The species is often known as simply Tupelo, but the full name Black Tupelo helps distinguish it from the other species of tupelo, some of which (Water Tupelo N. aquatica and Swamp Tupelo N. biflora) occur in the same area. The name Tupelo is of Native American origin. Other names include Blackgum, Pepperidge, Sourgum, and (on Martha's Vineyard) Beetlebung, this last perhaps from the mallet known as a beetle, used for hammering bungs, or stoppers, into. The scientific name means "water nymph of the woods" in Latin.
The leaf of Black Tupelo is variable in size and shape. It can be oval, elliptical or obovate, and 5-12 cm (2-5 in) long. It is lustrous, with entire, often wavy margins. The leaf turns purple in autumn, eventually becoming an intense bright scarlet. The flower is very small, greenish-white in clusters at the top of a long stalk. The fruit is a black-blue, ovoid stone fruit, about 10 mm long with a thin, oily, bitter-to-sour flesh. There are from one to three such fruit together on a long slender stalk. The bark is dark grey and flaky when young, but it becomes furrowed with age, resembling alligator hide on very old stems. The twigs of this tree are reddish-brown, usually hidden by a greyish skin. The pith is chambered with greenish partitions. The branches typically stand at right angles to the trunk.
The limbs deteriorate early and the decayed holes make excellent dens for squirrels, raccoons, opossums and honeybees. Hollow sections of trunk were formerly used as bee gums by beekeepers.
The glossy beauty of the Tupelo is undoubtedly the reason why it so often is permitted to escape the levelling axe and allowed to stand in the fields with the elm, oak, and maple. In such a situation its contour is as individual as that of any of its companions. The stem rises to the summit of the tree in one tapering unbroken shaft, the branches come out at right angles to the trunk and either extend horizontally or droop a little, making a long-narrow, cone-like head. The spray is fine and abundant and lies horizontally so that the foliage arrangement is not unlike that of the beech. The leaves are short petioled and so have little individual motion, but the branch sways as a whole.

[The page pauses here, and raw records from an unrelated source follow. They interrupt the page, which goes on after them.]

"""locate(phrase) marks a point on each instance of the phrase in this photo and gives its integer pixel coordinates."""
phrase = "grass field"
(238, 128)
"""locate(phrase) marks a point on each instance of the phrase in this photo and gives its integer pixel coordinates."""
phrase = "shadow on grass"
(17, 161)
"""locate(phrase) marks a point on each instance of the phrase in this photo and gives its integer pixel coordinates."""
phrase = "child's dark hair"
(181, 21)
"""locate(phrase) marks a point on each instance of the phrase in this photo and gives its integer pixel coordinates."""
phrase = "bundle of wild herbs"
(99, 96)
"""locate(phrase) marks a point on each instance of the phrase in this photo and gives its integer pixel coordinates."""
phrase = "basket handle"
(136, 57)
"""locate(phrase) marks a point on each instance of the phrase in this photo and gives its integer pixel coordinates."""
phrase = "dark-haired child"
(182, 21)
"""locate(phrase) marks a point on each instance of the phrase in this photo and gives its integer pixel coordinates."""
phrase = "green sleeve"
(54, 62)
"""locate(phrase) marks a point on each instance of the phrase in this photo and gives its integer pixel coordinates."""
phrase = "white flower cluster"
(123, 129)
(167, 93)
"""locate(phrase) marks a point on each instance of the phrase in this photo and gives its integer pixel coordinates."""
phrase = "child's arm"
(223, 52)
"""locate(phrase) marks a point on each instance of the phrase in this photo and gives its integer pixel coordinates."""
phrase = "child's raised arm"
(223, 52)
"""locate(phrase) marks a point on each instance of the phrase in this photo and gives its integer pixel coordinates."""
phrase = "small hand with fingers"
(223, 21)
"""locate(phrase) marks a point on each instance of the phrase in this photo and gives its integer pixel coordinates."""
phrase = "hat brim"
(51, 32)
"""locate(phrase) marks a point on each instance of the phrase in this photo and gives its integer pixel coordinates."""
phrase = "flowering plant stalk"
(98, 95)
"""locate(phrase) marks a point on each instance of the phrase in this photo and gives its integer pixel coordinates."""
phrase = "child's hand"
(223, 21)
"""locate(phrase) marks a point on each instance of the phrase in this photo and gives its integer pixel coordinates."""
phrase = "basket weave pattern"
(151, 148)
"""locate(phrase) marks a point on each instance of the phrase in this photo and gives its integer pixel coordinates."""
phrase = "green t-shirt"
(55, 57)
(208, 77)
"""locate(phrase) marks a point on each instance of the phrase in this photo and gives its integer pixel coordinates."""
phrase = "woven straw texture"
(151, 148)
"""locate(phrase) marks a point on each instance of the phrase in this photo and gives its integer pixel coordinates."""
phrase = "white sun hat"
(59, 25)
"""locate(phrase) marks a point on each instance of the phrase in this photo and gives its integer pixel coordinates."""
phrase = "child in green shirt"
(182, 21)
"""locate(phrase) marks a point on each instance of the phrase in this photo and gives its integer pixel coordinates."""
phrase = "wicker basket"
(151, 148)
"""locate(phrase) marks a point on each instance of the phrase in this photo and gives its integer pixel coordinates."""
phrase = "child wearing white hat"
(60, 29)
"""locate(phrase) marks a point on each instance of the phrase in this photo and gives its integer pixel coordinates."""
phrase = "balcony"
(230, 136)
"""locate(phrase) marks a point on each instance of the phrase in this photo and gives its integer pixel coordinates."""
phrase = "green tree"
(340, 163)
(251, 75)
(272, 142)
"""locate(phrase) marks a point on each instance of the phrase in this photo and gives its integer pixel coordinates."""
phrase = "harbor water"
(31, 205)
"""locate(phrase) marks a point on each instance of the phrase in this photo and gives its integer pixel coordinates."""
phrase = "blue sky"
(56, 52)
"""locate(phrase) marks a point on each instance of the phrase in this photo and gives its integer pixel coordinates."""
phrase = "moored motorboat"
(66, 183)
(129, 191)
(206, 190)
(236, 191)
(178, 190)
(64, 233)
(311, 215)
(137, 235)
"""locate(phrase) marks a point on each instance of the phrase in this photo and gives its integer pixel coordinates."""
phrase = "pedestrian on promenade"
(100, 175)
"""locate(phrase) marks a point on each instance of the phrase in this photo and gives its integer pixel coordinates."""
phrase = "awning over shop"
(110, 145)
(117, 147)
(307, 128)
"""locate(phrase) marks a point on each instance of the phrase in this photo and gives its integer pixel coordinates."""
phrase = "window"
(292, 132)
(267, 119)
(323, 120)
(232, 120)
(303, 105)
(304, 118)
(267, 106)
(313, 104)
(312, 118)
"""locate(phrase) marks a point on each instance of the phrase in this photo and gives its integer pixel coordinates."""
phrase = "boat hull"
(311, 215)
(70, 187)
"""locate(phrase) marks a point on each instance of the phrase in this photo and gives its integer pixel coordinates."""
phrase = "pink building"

The tree rarely flourishes in exposed positions, but allowed to grow in freedom, sheltered but not crowded, it develops a full round head and lives to a good age.
The flowers are inconspicuous, but the fruit is quite marked, dark blue, in clusters of two or three, sour but eagerly sought by the birds.
Its autumnal coloring is superb; the foliage becomes one glowing mass of scarlet, sometimes dashed with orange. It is the most fiery and brilliant of all that brilliant group: the maple, dogwood, sassafras, liquidambar, and tupelo.
The Black Tupelo is an important food source for many migrating birds in the fall. It's early color change (foliar fruit flagging) is thought to attract birds to the available fruit, which ripen before many other fall fruits and berries.
Birds recorded to feed on the fruit include: American Robin, Swainson's Thrush, Gray-cheeked Thrush, Hermit Thrush, Wood Thrush, Northern Cardinal, Northern Mockingbird, Blue Jay, Red-bellied Woodpecker, Yellow-bellied Sapsucker, Northern Flicker, Pileated Woodpecker, Eastern Phoebe, Brown Thrasher, Eastern Bluebird, European Starling, Scarlet Tanager, Gray Catbird, Cedar Waxwing, and American Crow, all primarily eastern birds migrating or residing year-round within the tree's range.